What’s the very best camera at under $1500? These midrange cameras must have capable autofocus systems, plenty of direct controls and the most recent sensors offering great image quality. In this buying guide we’ve rounded up all of the current interchangeable lens cameras costing significantly less than $1500 and recommended the very best.
What’s the very best camera for shooting sports and action? Fast continuous shooting, reliable autofocus and great battery life are simply three of the main factors. In this buying guide we’ve rounded-up several great cameras for shooting sports and action, and recommended the very best.

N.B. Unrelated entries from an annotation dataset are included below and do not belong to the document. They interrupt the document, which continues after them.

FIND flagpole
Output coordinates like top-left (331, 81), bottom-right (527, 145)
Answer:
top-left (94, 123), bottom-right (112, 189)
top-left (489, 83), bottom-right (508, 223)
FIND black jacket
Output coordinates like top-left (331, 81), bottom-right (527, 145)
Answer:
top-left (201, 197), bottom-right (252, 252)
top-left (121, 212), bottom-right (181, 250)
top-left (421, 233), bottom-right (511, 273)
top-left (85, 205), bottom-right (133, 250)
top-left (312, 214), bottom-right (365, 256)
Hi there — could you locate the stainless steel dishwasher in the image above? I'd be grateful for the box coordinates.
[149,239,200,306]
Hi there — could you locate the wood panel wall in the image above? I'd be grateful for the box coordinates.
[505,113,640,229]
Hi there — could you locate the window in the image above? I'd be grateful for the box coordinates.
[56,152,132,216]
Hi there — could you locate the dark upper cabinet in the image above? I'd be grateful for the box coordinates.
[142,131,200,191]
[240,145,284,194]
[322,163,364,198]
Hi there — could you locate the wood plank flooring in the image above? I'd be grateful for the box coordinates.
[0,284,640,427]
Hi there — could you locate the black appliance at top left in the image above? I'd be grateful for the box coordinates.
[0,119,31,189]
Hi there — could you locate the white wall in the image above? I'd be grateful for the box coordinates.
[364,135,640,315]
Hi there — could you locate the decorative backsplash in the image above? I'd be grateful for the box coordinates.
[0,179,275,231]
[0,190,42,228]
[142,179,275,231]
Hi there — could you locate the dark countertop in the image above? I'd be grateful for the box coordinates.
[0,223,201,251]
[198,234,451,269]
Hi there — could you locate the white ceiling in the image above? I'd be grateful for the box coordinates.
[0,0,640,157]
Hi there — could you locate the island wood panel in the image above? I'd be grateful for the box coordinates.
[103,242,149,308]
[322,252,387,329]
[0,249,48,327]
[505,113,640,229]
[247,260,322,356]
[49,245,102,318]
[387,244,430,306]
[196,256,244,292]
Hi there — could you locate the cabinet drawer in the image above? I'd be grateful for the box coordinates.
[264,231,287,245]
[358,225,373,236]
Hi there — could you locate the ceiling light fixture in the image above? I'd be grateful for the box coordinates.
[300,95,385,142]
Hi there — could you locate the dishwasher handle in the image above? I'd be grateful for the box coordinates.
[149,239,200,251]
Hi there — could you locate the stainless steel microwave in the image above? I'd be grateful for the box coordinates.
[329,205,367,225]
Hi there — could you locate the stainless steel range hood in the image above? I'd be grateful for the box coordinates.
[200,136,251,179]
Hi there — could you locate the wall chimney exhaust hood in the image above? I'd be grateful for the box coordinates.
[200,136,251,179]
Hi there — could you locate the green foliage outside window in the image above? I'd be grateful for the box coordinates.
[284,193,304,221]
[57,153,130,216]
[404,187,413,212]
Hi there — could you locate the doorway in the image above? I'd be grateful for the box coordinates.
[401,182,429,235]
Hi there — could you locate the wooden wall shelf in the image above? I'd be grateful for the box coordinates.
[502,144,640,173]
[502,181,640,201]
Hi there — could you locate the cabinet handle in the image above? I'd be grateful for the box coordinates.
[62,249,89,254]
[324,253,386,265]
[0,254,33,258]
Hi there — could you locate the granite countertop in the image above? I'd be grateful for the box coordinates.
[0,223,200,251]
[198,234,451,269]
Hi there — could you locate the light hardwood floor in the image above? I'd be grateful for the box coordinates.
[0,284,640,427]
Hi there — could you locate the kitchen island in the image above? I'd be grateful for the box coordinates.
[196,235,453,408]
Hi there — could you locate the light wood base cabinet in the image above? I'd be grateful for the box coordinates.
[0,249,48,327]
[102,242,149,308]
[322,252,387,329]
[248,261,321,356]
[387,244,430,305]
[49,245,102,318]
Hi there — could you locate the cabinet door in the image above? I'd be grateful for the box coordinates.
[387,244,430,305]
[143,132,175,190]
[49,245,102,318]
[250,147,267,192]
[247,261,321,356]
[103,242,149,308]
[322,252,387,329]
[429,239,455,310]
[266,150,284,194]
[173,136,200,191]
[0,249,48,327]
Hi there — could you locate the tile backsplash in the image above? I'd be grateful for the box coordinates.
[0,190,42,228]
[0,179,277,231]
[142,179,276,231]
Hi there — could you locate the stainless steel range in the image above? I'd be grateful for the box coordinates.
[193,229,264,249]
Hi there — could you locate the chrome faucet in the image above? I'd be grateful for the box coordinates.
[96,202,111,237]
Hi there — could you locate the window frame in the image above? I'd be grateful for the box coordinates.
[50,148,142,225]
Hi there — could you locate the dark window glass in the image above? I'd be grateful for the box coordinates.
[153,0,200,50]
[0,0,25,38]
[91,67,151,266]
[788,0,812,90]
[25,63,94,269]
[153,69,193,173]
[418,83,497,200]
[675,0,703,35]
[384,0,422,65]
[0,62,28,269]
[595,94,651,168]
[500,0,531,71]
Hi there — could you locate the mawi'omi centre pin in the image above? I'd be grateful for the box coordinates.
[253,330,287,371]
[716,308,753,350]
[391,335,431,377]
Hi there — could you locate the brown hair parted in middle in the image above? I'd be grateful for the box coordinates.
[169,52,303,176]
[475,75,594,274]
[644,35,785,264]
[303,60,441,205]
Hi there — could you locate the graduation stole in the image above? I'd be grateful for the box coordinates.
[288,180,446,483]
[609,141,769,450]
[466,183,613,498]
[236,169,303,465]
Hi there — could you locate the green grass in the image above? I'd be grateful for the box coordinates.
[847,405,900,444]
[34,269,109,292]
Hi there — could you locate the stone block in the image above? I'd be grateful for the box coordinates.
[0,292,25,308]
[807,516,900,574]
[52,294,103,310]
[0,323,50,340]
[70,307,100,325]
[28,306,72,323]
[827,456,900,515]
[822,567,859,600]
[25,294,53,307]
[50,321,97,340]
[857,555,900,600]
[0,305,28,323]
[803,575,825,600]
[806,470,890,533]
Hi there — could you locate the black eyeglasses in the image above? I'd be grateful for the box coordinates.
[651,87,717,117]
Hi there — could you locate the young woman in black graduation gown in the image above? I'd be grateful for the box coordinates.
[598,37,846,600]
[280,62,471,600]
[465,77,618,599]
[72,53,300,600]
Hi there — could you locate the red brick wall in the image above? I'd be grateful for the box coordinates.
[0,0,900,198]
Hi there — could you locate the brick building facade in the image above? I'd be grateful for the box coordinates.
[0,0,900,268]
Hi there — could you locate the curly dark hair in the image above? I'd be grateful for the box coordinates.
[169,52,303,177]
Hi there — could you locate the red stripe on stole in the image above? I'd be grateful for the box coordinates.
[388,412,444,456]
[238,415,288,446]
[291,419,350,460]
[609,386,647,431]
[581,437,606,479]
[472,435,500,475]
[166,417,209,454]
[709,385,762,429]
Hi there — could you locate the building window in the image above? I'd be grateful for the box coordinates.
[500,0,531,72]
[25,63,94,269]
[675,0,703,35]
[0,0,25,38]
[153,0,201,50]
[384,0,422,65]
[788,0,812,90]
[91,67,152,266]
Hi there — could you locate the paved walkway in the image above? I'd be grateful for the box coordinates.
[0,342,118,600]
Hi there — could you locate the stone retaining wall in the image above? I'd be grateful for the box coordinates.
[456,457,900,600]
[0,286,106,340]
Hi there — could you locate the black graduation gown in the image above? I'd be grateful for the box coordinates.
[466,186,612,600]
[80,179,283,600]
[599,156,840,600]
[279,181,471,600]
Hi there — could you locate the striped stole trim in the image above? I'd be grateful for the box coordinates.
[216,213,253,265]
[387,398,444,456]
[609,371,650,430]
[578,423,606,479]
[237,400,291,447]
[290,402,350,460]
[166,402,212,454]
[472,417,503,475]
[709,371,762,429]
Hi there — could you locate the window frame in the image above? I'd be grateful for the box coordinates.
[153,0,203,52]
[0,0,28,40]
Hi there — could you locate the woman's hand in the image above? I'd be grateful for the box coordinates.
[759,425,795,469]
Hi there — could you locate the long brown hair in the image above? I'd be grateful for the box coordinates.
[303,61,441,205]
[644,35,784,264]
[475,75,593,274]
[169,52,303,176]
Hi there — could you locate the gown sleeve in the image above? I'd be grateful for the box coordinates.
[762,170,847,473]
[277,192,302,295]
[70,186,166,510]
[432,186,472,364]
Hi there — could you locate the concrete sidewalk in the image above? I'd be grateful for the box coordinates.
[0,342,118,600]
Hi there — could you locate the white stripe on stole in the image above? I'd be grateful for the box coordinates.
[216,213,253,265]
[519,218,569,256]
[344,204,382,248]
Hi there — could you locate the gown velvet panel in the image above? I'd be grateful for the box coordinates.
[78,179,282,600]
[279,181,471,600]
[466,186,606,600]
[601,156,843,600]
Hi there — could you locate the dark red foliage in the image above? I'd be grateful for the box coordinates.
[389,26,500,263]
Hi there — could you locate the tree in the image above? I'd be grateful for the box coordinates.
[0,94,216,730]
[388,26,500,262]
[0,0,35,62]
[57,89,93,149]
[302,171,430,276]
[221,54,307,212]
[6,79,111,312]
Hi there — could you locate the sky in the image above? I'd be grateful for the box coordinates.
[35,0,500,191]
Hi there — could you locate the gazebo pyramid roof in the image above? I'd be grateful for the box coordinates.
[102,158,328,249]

What’s the very best camera for under $1000? The very best cameras at under $1000 must have good ergonomics and controls, great image quality and become capture high-quality video. In this buying guide we’ve rounded up all of the current interchangeable lens cameras costing under $1000 and recommended the very best.
If you prefer a camera you could grab and use and never have to page through the manual first, then this guide is for you personally. We’ve selected seven cameras which range from compacts to full-frame, which are simple to operate.
Long-zoom compacts fill the gap between pocketable cameras and interchangeable lens models with expensive lenses, supplying a great combo of lens reach and portability. Continue reading to learn about well known enthusiast long zoom cameras.